Ma, come autore di musica, De Andrè è un po' difficile da giudicare.
Il problema è che non ha scritto nessuna canzone.
Gli ultimi album glieli hanno musicati Ivano Fossati, Mauro Pagani, Massimo Bubola e Francesco De Gregori.
In “Storia di un impiegato” e “Non al denaro..” le musiche sono di Nicola Piovani.
“La buona novella” (tranne "Il Testamento di Tito", che è di Corrado Castellari e Michele Maisano) l'ha musicata (anche se come "negro", non riconosciuto nei crediti) Giampiero Reverberi, come anche "Inverno" in "Tutti morimmo a stento" mentre le altre musiche di quel disco, a parte "Leggenda di Natale" presa da Brassens, sono scritte da Giuseppe Bentivoglio e Riccardo Mannerini.

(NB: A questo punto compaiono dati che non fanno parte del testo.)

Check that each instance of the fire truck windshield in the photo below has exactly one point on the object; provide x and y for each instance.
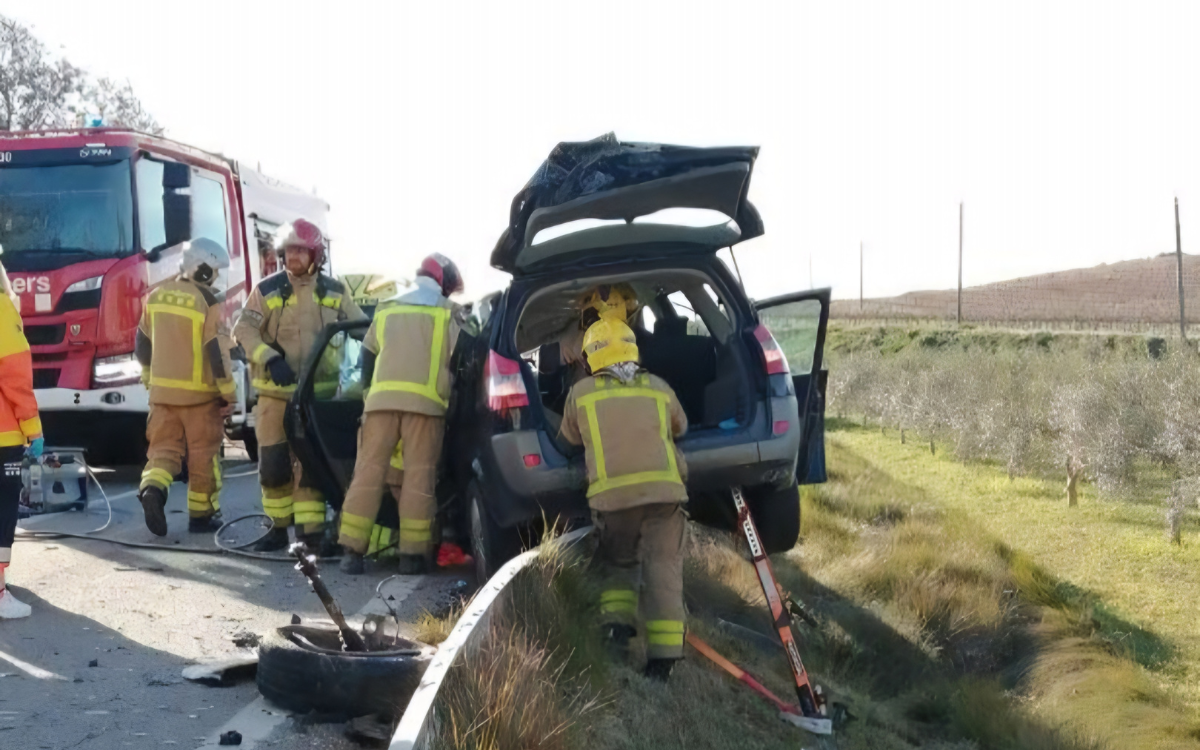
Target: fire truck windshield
(55, 215)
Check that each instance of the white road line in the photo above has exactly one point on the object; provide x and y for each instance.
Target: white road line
(255, 723)
(40, 673)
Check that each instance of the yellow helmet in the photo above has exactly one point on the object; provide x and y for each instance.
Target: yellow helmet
(617, 301)
(609, 342)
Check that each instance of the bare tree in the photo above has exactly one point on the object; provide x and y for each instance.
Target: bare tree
(39, 91)
(35, 90)
(118, 106)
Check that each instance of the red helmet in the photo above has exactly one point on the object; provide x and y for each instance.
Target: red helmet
(304, 234)
(442, 270)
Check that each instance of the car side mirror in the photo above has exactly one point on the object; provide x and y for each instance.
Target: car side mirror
(177, 203)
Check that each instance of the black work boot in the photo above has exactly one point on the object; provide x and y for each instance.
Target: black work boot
(352, 563)
(275, 540)
(208, 525)
(154, 502)
(659, 670)
(617, 636)
(413, 564)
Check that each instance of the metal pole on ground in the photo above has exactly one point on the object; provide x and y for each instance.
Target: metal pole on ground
(959, 318)
(1179, 267)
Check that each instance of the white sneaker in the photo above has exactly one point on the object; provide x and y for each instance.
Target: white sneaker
(12, 609)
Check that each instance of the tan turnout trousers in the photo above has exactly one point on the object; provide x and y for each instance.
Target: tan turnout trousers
(288, 496)
(419, 438)
(192, 431)
(651, 537)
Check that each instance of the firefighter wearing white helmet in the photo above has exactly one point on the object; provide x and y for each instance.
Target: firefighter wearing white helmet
(406, 375)
(184, 343)
(277, 329)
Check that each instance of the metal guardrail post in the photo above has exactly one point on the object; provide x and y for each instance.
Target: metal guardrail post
(414, 726)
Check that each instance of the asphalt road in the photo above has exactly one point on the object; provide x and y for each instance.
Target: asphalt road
(141, 616)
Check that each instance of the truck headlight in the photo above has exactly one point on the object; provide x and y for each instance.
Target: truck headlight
(87, 285)
(112, 371)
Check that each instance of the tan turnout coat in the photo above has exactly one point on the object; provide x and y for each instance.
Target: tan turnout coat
(285, 315)
(628, 433)
(185, 345)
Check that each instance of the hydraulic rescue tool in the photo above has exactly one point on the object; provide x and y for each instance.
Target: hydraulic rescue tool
(307, 565)
(811, 701)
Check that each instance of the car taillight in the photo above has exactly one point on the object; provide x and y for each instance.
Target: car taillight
(773, 357)
(505, 389)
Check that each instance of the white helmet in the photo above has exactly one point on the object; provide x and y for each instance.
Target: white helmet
(201, 261)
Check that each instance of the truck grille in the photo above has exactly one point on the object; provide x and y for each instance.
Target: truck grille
(43, 335)
(47, 377)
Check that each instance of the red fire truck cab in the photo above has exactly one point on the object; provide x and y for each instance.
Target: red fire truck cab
(89, 223)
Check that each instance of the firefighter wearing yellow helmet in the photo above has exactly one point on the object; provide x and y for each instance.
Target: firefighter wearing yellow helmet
(616, 301)
(628, 421)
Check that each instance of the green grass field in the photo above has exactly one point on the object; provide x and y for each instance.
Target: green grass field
(958, 610)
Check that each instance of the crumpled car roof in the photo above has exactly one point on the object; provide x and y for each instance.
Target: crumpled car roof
(576, 169)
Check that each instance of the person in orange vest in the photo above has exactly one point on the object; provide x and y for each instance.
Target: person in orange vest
(21, 432)
(184, 345)
(628, 421)
(406, 373)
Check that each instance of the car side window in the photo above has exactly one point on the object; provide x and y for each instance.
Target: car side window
(339, 376)
(796, 328)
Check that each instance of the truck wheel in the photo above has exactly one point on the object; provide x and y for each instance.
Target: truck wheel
(777, 513)
(303, 669)
(251, 442)
(490, 545)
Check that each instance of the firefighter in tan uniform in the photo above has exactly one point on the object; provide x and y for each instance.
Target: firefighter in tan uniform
(277, 329)
(184, 345)
(407, 372)
(628, 421)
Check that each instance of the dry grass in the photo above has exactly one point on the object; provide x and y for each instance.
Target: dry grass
(937, 630)
(433, 629)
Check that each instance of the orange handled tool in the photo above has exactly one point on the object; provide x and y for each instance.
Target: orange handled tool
(738, 672)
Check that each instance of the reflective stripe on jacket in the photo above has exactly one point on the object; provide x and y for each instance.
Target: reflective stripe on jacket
(185, 345)
(18, 408)
(628, 433)
(283, 316)
(413, 345)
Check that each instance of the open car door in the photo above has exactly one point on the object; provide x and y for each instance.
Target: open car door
(322, 420)
(798, 322)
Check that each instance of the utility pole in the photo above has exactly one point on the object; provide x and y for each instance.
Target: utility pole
(960, 263)
(1179, 265)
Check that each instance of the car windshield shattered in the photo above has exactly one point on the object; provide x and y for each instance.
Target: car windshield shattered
(71, 209)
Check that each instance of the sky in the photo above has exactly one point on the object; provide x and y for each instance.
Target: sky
(1066, 129)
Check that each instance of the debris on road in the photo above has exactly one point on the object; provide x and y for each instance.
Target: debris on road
(223, 672)
(371, 731)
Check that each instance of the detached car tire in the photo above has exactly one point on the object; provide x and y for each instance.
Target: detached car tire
(329, 682)
(490, 544)
(777, 513)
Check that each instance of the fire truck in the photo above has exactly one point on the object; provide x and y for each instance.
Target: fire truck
(90, 221)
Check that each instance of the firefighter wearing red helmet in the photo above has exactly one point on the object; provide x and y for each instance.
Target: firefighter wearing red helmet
(277, 329)
(406, 375)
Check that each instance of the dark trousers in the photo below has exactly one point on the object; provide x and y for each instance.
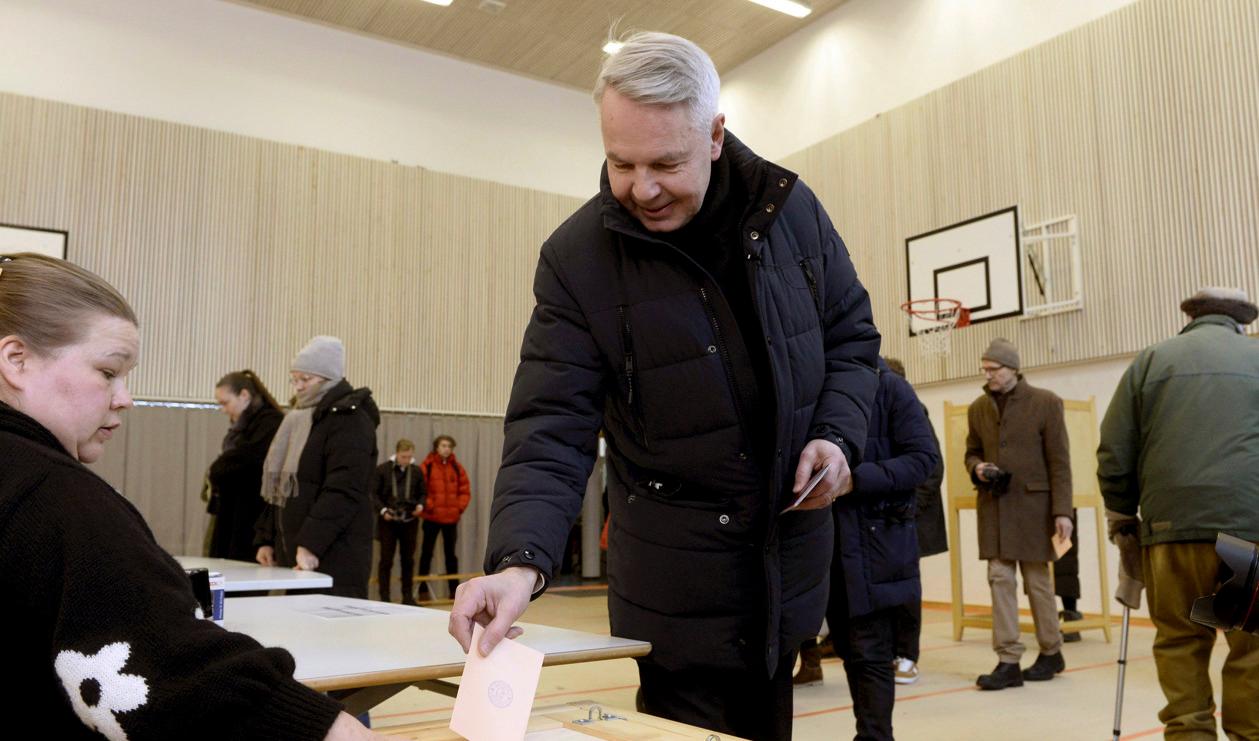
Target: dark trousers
(908, 629)
(397, 536)
(745, 703)
(450, 535)
(866, 644)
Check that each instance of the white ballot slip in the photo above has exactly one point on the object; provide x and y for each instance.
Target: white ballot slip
(808, 488)
(496, 692)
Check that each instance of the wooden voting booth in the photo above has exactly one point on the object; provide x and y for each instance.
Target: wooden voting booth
(1082, 429)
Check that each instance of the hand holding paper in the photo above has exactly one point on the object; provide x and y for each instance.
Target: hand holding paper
(496, 692)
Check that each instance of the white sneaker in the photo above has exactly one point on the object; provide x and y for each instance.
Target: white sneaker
(905, 671)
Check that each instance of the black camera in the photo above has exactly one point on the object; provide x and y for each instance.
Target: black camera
(403, 510)
(1235, 605)
(997, 483)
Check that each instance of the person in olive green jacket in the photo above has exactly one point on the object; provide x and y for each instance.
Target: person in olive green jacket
(1019, 429)
(1180, 444)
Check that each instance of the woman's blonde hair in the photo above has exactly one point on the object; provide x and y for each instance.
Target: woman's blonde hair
(47, 302)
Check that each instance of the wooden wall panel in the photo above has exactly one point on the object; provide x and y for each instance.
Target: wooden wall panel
(1141, 123)
(236, 250)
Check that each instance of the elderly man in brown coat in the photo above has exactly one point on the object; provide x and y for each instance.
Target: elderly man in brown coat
(1020, 430)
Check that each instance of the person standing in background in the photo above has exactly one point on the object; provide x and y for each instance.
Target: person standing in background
(1020, 459)
(448, 496)
(932, 540)
(399, 495)
(317, 472)
(236, 474)
(1180, 447)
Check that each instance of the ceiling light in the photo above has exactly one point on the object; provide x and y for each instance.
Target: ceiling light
(792, 8)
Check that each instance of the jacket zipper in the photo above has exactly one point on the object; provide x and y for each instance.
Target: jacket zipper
(725, 361)
(812, 286)
(627, 349)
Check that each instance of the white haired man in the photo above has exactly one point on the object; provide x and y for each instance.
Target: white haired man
(703, 312)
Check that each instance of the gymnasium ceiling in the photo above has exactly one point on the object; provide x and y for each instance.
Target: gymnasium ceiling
(555, 40)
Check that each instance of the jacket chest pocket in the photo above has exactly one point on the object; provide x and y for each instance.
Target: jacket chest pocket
(671, 376)
(797, 291)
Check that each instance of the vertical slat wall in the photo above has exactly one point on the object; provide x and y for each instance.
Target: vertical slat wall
(236, 250)
(1142, 123)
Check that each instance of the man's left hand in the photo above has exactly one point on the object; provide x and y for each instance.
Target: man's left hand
(836, 482)
(306, 560)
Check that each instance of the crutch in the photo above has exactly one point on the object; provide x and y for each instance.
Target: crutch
(1123, 669)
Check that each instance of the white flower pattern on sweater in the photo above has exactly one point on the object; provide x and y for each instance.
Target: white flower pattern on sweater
(113, 692)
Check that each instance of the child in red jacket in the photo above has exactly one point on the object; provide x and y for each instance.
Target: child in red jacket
(448, 496)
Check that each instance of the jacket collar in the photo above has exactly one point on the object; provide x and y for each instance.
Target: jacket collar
(1218, 320)
(1019, 391)
(24, 427)
(767, 185)
(343, 394)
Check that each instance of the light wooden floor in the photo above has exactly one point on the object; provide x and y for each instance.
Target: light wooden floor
(943, 705)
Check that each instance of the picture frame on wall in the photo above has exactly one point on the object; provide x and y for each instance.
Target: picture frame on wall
(48, 242)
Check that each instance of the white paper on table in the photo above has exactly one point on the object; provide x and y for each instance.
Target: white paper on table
(496, 692)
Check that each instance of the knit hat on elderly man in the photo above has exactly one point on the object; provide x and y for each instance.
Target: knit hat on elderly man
(1002, 351)
(1229, 302)
(322, 356)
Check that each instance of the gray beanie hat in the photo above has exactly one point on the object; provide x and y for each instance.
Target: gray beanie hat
(1002, 351)
(1230, 302)
(322, 356)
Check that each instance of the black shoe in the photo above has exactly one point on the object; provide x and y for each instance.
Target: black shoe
(1068, 615)
(1006, 674)
(1045, 667)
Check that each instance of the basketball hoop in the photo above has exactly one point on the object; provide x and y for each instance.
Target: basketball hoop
(937, 317)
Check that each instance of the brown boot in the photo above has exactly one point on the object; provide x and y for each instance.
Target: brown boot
(810, 667)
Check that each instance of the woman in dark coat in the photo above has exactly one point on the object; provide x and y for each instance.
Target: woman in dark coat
(236, 474)
(317, 472)
(106, 639)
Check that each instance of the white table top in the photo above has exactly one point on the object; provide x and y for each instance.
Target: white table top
(388, 643)
(246, 576)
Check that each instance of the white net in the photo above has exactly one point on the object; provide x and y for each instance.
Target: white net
(932, 321)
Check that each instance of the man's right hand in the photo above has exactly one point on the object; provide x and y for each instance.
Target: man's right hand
(348, 727)
(492, 601)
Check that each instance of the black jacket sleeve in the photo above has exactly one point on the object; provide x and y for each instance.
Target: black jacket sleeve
(851, 346)
(552, 425)
(231, 469)
(380, 484)
(125, 634)
(349, 454)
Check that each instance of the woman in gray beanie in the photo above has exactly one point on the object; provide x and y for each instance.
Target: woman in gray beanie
(315, 477)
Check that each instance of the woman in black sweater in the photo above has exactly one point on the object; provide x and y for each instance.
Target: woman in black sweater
(102, 623)
(236, 474)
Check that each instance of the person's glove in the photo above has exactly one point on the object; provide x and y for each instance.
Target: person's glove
(1124, 532)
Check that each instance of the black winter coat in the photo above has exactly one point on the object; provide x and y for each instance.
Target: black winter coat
(333, 513)
(875, 539)
(236, 478)
(929, 502)
(631, 335)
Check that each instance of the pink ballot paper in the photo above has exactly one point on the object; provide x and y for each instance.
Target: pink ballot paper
(496, 692)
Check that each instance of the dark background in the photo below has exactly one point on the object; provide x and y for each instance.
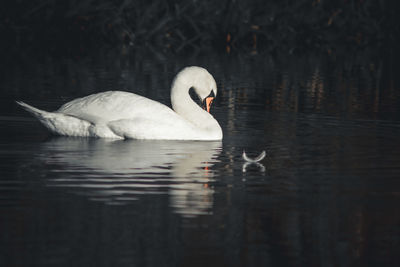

Sulle canzoni "storiche", tolte le cover (infinite di Brassens, poi Dylan e Cohen) e la musica popolare (come Geordie, Fila la Lana, Il Re fa rullare i Tamburi, ecc.) non si va tanto meglio:
"La guerra di Piero" è di Vittorio Centanaro (De André gli aveva detto di iscriversi alla SIAE, lui non l’ha fatto e così l’ha firmata De André), che ha fatto anche a "Si chiamava Gesù";
"La ballata dell’amore cieco" è una canzone popolare, "Preghiera in gennaio" è la “La Prière” di Francis Jammes, già cantata da Brassens.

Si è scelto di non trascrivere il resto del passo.